En matière des challenges économiques, il cite trois grandes composantes : le capital, le coût de fonctionnement et l’énergie.
En ce qui concerne le coût d’investissement, cela dépend du choix de la technologie (thermique ou membranaire) qui doit être porté par des chercheurs et des ingénieurs pour opter pour la technologie la plus adaptée.
Il y a également la dimension de la station, petit moyenne ou grande. Cela dépend aussi de la qualité de l’eau : de mer, saumâtre ou usée.
La prise d’eau qui représente jusqu’à 25% de l’investissement, les pré-traitements et post traitement à bien choisir (conventionnel, non conventionnel ou mixte). Le consommable dont le remplacement des membranes dont la durée de vie est de trois à cinq ans est également un paramètre influençant le coût du dessalement.

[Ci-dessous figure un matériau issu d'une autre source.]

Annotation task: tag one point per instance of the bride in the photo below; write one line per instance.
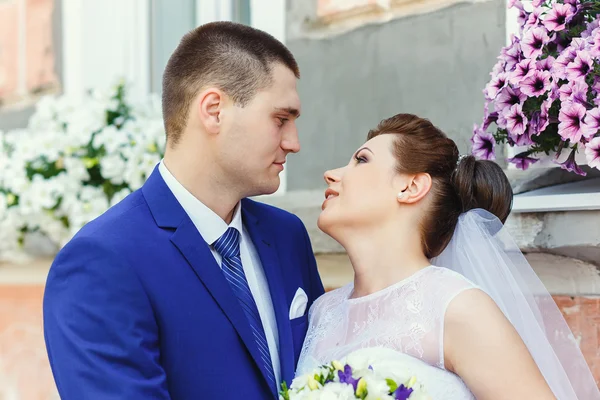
(438, 282)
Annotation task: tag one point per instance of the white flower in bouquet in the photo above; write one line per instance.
(112, 167)
(76, 171)
(111, 139)
(76, 158)
(361, 376)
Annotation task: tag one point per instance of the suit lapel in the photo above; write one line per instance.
(265, 246)
(198, 254)
(168, 214)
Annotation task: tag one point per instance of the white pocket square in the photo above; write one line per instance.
(298, 306)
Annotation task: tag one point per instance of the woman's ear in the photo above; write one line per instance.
(418, 187)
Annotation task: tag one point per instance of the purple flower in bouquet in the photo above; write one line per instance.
(594, 45)
(592, 152)
(522, 70)
(558, 17)
(497, 83)
(596, 90)
(483, 144)
(575, 91)
(559, 67)
(540, 119)
(522, 18)
(537, 84)
(491, 117)
(538, 123)
(522, 161)
(402, 393)
(592, 123)
(545, 64)
(580, 67)
(570, 164)
(346, 377)
(516, 121)
(511, 54)
(571, 126)
(534, 41)
(515, 3)
(498, 68)
(534, 19)
(509, 97)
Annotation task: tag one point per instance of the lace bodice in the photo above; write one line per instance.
(407, 317)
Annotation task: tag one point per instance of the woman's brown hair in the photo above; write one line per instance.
(458, 186)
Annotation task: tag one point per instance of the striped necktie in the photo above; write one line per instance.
(228, 246)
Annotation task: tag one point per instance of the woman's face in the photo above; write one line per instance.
(365, 191)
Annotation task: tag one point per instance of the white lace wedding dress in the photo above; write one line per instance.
(406, 318)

La maintenance, la main d’œuvre, le rejet de saumure, le stockage d’eau, la distribution, les taux de conversion, le coûts de l’énergie renouvelable ou pas, la période d’amortissement et le mode de financement, l’inflation, le taux de change, les taux d’intérêt, le type de contrat (BOT, BOOT ou PPP), le coût de vente de l’eau et la compétitivité de l’offre… sont autant d’éléments qui doivent être pris en considération du business plan.
Il cite par ailleurs le coût de dessalement d’eau de mer en Osmose inverse qui varie entre 1.500 et 2.000 dollars par jour pour une petite station produisant moins de 20.000 m3 par jour, de 1.000 à 1.500 dollars pour une moyenne station d’une production de 20.000 à 80.000 m3 par jour et de 700 à 1.200 dollars pour une grade station produisant plus de 100.000 m3 par jour.
Pour l’eau saumâtre le coût est moindre, soit 200 à 400 dollars par m3 par jour en NF (nanofiltration), 200 à 400 dollars le m3 par jour en ED (électrodialyse) et entre 250 et 1.000 dollars le m3 par jour en osmose OI (osmose inversée).
Le coût de fonctionnement aussi se réduit plus la taille de la station est grande, pour autant avant de recourir à l’eau de mer, Azzedine El Midaoui privilégie nettement le traitement des eaux usées étant plus compétitif et peut aller même vers la production en eau potable comme cela a été réalisé ailleurs, mais aussi permet de réduire l’impact de pollution de 1 Md de m3 d’eaux usées sans traitement rejetées au Maroc.
Et en conclusion, Azzedine El Midaoui a insisté que la maîtrise des technologies à l’échelle mondiale et nationale avec une grande technicité, et une grande expertise des universités marocaines en termes de recherche sur le sujet, dont l’Institut international de recherche en eau (IWRI) de l’UM6P.
Il a également relevé que le coût du dessalement reste élevé et que les contrats avec le privé sont recommandés en vue de diminuer le prix du m3 d’autant que la production devrait progresser à 1,2 million de m3 par jour.